I'm going to try and swap coil 1 & 2 to see if it is the coil, I may put some injector cleaner in also


----------



## gmikel (Nov 10, 2010)

*just added pvc to list*

after idid the cleaning etc it ran fine for a day and start with the misfire on cyl #1 again. checked vacuum and found it to be 17 in., should be over 20 at idle. replaced pcv with updated one and vacuum jumped to 21 in.. thats the good part, unfortunately it still missfired. ran upstate for a day and on return missfire gone again. who knows


----------



## rhcp4life (Apr 12, 2011)

Have you figured anything else out on the misfire?


----------



## gmikel (Nov 10, 2010)

*seafoam*

just seafoamed we'll, seems better.


----------



## obdboost (Feb 27, 2010)

well if you clean the valves, swap the plugs, coils and injectors. might start looking at the lifters. there a tsb out on your car about that. feel free to pm me


----------



## gmikel (Nov 10, 2010)

*lifters*



obdboost said:


> well if you clean the valves, swap the plugs, coils and injectors. might start looking at the lifters. there a tsb out on your car about that. feel free to pm me


my vin does not fall in the group with the lifter problem. my problem occurs when warmed up, tsb is for cold start. not that it couldn't be a lifter. it runs great otherwise, so if i'm still having problem when it's time to do timing belt i'll look into lifters.

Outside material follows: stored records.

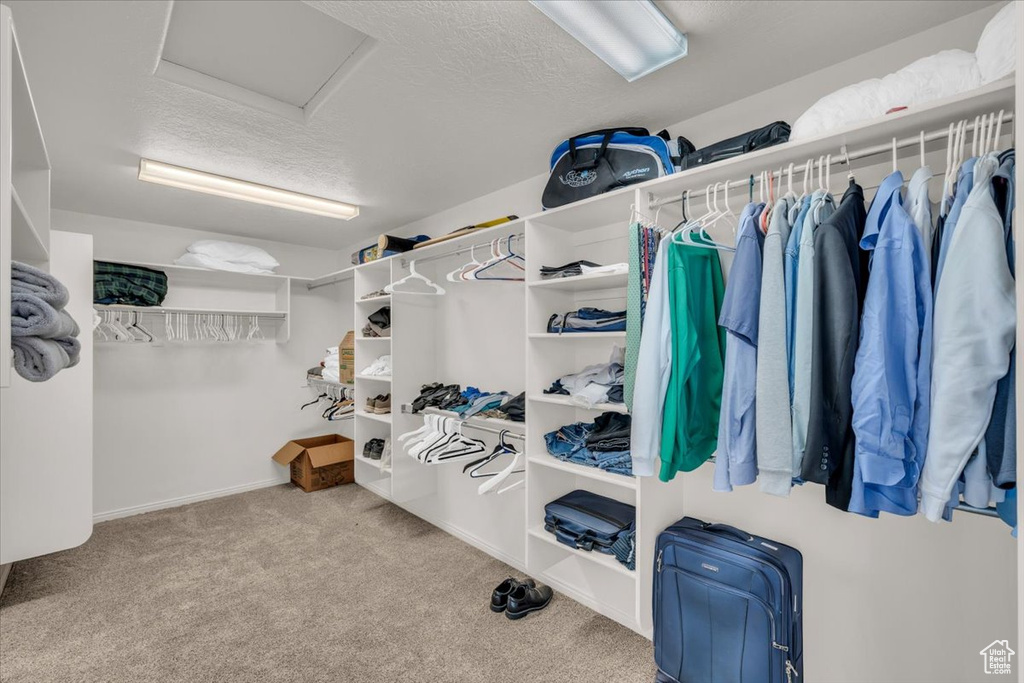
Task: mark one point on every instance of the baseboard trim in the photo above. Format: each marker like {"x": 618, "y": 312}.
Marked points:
{"x": 183, "y": 500}
{"x": 4, "y": 573}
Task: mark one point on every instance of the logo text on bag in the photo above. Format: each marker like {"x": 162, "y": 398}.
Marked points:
{"x": 579, "y": 178}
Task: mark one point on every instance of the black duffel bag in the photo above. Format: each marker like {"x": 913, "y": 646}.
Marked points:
{"x": 770, "y": 135}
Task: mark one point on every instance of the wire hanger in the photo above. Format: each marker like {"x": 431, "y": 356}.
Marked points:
{"x": 415, "y": 276}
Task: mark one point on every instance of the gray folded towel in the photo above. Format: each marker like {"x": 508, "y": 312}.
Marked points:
{"x": 38, "y": 359}
{"x": 26, "y": 279}
{"x": 72, "y": 347}
{"x": 31, "y": 316}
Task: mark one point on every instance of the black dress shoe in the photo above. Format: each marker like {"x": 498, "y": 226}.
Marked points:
{"x": 500, "y": 598}
{"x": 525, "y": 599}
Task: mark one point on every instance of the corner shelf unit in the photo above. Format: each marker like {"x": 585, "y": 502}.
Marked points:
{"x": 594, "y": 229}
{"x": 25, "y": 178}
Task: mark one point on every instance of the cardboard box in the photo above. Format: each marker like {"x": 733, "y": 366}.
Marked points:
{"x": 318, "y": 462}
{"x": 346, "y": 358}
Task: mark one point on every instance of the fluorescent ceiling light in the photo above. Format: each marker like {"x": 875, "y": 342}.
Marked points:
{"x": 186, "y": 178}
{"x": 631, "y": 36}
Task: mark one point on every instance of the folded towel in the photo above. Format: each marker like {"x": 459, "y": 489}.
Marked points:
{"x": 38, "y": 359}
{"x": 72, "y": 347}
{"x": 28, "y": 280}
{"x": 31, "y": 316}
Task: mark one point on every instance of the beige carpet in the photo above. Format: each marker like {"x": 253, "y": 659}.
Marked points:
{"x": 278, "y": 585}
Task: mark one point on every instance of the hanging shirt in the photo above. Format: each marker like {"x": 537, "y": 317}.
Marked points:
{"x": 653, "y": 370}
{"x": 1000, "y": 437}
{"x": 892, "y": 371}
{"x": 773, "y": 423}
{"x": 791, "y": 261}
{"x": 693, "y": 399}
{"x": 829, "y": 449}
{"x": 975, "y": 324}
{"x": 919, "y": 206}
{"x": 821, "y": 207}
{"x": 965, "y": 182}
{"x": 736, "y": 460}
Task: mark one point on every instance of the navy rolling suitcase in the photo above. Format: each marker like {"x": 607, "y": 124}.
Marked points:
{"x": 727, "y": 606}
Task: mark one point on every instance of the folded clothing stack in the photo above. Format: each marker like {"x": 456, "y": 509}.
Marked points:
{"x": 594, "y": 384}
{"x": 603, "y": 443}
{"x": 567, "y": 270}
{"x": 588, "y": 319}
{"x": 378, "y": 324}
{"x": 43, "y": 335}
{"x": 471, "y": 402}
{"x": 379, "y": 368}
{"x": 331, "y": 365}
{"x": 442, "y": 396}
{"x": 230, "y": 256}
{"x": 127, "y": 285}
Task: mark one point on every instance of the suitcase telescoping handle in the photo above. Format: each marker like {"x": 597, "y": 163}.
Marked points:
{"x": 728, "y": 530}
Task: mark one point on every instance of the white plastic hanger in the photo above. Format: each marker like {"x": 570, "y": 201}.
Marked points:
{"x": 415, "y": 276}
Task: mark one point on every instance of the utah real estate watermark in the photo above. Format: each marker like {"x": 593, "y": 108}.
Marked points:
{"x": 997, "y": 658}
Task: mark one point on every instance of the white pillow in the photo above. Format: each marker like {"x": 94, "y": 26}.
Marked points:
{"x": 997, "y": 46}
{"x": 232, "y": 252}
{"x": 204, "y": 261}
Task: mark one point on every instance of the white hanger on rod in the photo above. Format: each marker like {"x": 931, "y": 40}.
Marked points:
{"x": 415, "y": 276}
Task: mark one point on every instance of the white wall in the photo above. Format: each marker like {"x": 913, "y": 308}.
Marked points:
{"x": 784, "y": 102}
{"x": 175, "y": 423}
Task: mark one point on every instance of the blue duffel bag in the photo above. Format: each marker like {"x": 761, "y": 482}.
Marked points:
{"x": 727, "y": 606}
{"x": 602, "y": 160}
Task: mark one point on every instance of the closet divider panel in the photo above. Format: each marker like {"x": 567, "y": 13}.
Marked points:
{"x": 369, "y": 280}
{"x": 474, "y": 337}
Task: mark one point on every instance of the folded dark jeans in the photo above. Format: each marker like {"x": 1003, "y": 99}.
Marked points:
{"x": 611, "y": 432}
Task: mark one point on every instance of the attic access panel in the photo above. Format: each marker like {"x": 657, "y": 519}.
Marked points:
{"x": 275, "y": 55}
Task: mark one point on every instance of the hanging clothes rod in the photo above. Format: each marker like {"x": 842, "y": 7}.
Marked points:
{"x": 467, "y": 423}
{"x": 407, "y": 257}
{"x": 844, "y": 157}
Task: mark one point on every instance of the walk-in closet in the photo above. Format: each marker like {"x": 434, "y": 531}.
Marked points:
{"x": 640, "y": 340}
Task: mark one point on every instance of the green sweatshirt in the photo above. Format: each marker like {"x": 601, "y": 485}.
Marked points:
{"x": 692, "y": 402}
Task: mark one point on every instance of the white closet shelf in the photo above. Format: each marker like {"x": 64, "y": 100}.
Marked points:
{"x": 26, "y": 242}
{"x": 376, "y": 299}
{"x": 582, "y": 470}
{"x": 386, "y": 419}
{"x": 376, "y": 378}
{"x": 586, "y": 283}
{"x": 600, "y": 559}
{"x": 578, "y": 335}
{"x": 497, "y": 423}
{"x": 164, "y": 310}
{"x": 559, "y": 399}
{"x": 208, "y": 276}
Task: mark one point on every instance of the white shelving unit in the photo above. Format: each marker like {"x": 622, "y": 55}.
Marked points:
{"x": 25, "y": 178}
{"x": 594, "y": 229}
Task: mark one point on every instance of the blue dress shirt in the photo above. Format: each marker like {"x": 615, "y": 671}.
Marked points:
{"x": 892, "y": 375}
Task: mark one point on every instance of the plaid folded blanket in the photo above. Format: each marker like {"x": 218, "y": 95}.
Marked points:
{"x": 130, "y": 285}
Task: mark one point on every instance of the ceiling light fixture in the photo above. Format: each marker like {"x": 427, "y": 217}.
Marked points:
{"x": 209, "y": 183}
{"x": 631, "y": 36}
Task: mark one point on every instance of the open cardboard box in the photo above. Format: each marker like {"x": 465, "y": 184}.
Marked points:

any suggestions are welcome.


----------



## rhcp4life (Apr 12, 2011)

Took our cars to the dealer for some recalls and what not. they ended up replacing a vent/purge valve for $180! the part cost 17...


----------



## gmikel (Nov 10, 2010)

*fingers crossed*

seafoamed again and redid throttle body adaptation over a week ago. light came back on at initial start up but when out on its own the next evening. so far so good.


----------



## rhcp4life (Apr 12, 2011)

Her light is back on... im kinda pissed they replaced it as it was not showing the p0441 code, back to the dealer..


----------



## gmikel (Nov 10, 2010)

*a week later*

it's back, gotta be a bad wire or the ecm forgot how to idle. going to repair (replace) wires and connector for # 1 coil. after that who knows. run great otherwise and i got it through inspection, so i've got a year to figure it out.


----------



## rhcp4life (Apr 12, 2011)

you dont think it might be a bad ground? idk just throwing out ideas. You say it only happens on start up correct?


----------



## gmikel (Nov 10, 2010)

*could be a bad ground*



rhcp4life said:


> you dont think it might be a bad ground? idk just throwing out ideas. You say it only happens on start up correct?


the thing i have trouble understanding is why it goes away a little over 800rpm. i have a ross tech and the missfire counts stop once the engine gets over 800rpm. i can lug it down to 750 rpm in gear and get no misses or wind the crap out of it. relacing wires will eliminate one more thing.


----------



## rhcp4life (Apr 12, 2011)

Any news?


----------